Yüzbaşı Roger Lambelin (Laval, 13.10.1857 – Pâris, 16.5.1929), Siyonist Emperyalizmi hakkında mevsûk bilgilerle dolu kitablar neşretmiş, Charles Maurras hayrânı (aşırı) bir Fransız Milliyetcisidir. Bizim noktainazarımızdan, -bütün kitablar için de bahis mevzûu olduğu gibi, dâimâ tenkîdî zihniyetle değerlendirilmesi lâzım gelen- kitablarındaki mevsûk bilgiler ile İngiliz hâkimiyetine geçtikden sonra (Şubat 1920) ziyâret ettiği Filistin’e dâir –objektif müşâhedelere müstenid- hâtırâtı ve tahlîlleri (yukarıdaki iktibâsı yaptığımız kitabının VII ve VIII. Fasılları) çok mühimdir.

Yüzbaşı Lambelin’in, Siyonist Emperyalizmine mütedâir neşriyâtındaki en büyük zaaf noktası, kuvvetli ihtimâlle uydurma olan Siyon Hükemâsının Protokolleri’nin sahîh olduğuna inanarak yaptığı yorumlardır. Hâlbuki, dâimâ isbât müddeîye düşer; müsbit delîllerle isbât edilemiyen her iddiâ keenlemyekûn hükmündedir…
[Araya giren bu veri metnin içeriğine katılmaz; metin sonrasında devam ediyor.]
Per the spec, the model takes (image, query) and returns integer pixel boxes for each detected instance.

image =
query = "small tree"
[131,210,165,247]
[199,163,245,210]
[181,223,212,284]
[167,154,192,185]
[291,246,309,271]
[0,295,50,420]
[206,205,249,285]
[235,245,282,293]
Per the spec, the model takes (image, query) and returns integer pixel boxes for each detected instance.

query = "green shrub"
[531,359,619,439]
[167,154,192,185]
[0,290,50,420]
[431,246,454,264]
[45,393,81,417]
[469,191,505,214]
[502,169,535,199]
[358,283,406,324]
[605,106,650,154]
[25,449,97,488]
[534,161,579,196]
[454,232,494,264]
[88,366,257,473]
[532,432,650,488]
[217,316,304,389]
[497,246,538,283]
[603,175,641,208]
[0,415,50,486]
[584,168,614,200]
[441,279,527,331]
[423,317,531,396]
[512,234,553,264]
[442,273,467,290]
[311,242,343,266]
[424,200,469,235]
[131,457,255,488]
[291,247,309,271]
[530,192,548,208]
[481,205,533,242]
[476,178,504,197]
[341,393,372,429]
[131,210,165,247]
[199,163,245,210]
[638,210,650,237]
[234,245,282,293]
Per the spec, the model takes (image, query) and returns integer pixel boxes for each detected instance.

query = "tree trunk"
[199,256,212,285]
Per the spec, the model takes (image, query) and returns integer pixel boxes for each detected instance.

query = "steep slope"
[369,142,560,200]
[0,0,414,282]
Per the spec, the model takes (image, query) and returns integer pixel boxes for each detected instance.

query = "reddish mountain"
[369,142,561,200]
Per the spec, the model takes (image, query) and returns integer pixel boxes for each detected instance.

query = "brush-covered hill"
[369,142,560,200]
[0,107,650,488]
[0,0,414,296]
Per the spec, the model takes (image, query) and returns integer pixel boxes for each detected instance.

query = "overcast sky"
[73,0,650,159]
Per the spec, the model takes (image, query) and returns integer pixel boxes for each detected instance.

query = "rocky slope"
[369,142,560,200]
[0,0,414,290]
Bizde de, Benî İsrâil (veyâ Siyon) Hükemâsının (veyâ Liderlerinin) Protokolleri ismiyle 1930’lu senelerden beri neşredileduran bu sahte vesîka (evet, kat’î delîllerle aksi isbât edilmedikce, ondan ancak bu tâbirle bahsedilebilir), Milletimizin uyanması, Siyonizm ve Farmasonluk hakkında şuûrlanılması, Yahûdiyât ve Masoniyât Enstitüleri kurulması, her sâhada İlmî Araştırma Müesseselerine vücûd verilmesi, Târihî Türkcenin tekrâr Resmî Dil yapılması, Millî Kültür ve Millî Ahlâk seviyelerinin yükseltilmesi, makyavelist siyâsetcilerin peşine düşülmemesi, Maârife İlmî Zihniyet ve Millî Kültürün hâkim kılınması, Kemalist Totaliter Rejimin tasfiye edilmesi, ilh… gibi hayâtî mücâdele sâhalarında müsbet bir têsîr icrâ etmemiş, hiçbir amelî müsbet netîcesi görülmemiştir. (En azından, bizim müşâhedemiz böyle!) Binâenaleyh, sap ile samanı birbirine karıştırarak, tahkîksiz, delîlsiz, kuru kuruya Yahûdiler aleyhinde atıp tutmanın, -bir avuc da olsalar- Siyonist olmıyan Yahûdilerle Siyonistleri aynı kefeye koymanın mânâsı nedir? Haksız her ithâmımız için Rabbülâlemîn tarafından hesâba çekileceğimizi bilmiyor muyuz?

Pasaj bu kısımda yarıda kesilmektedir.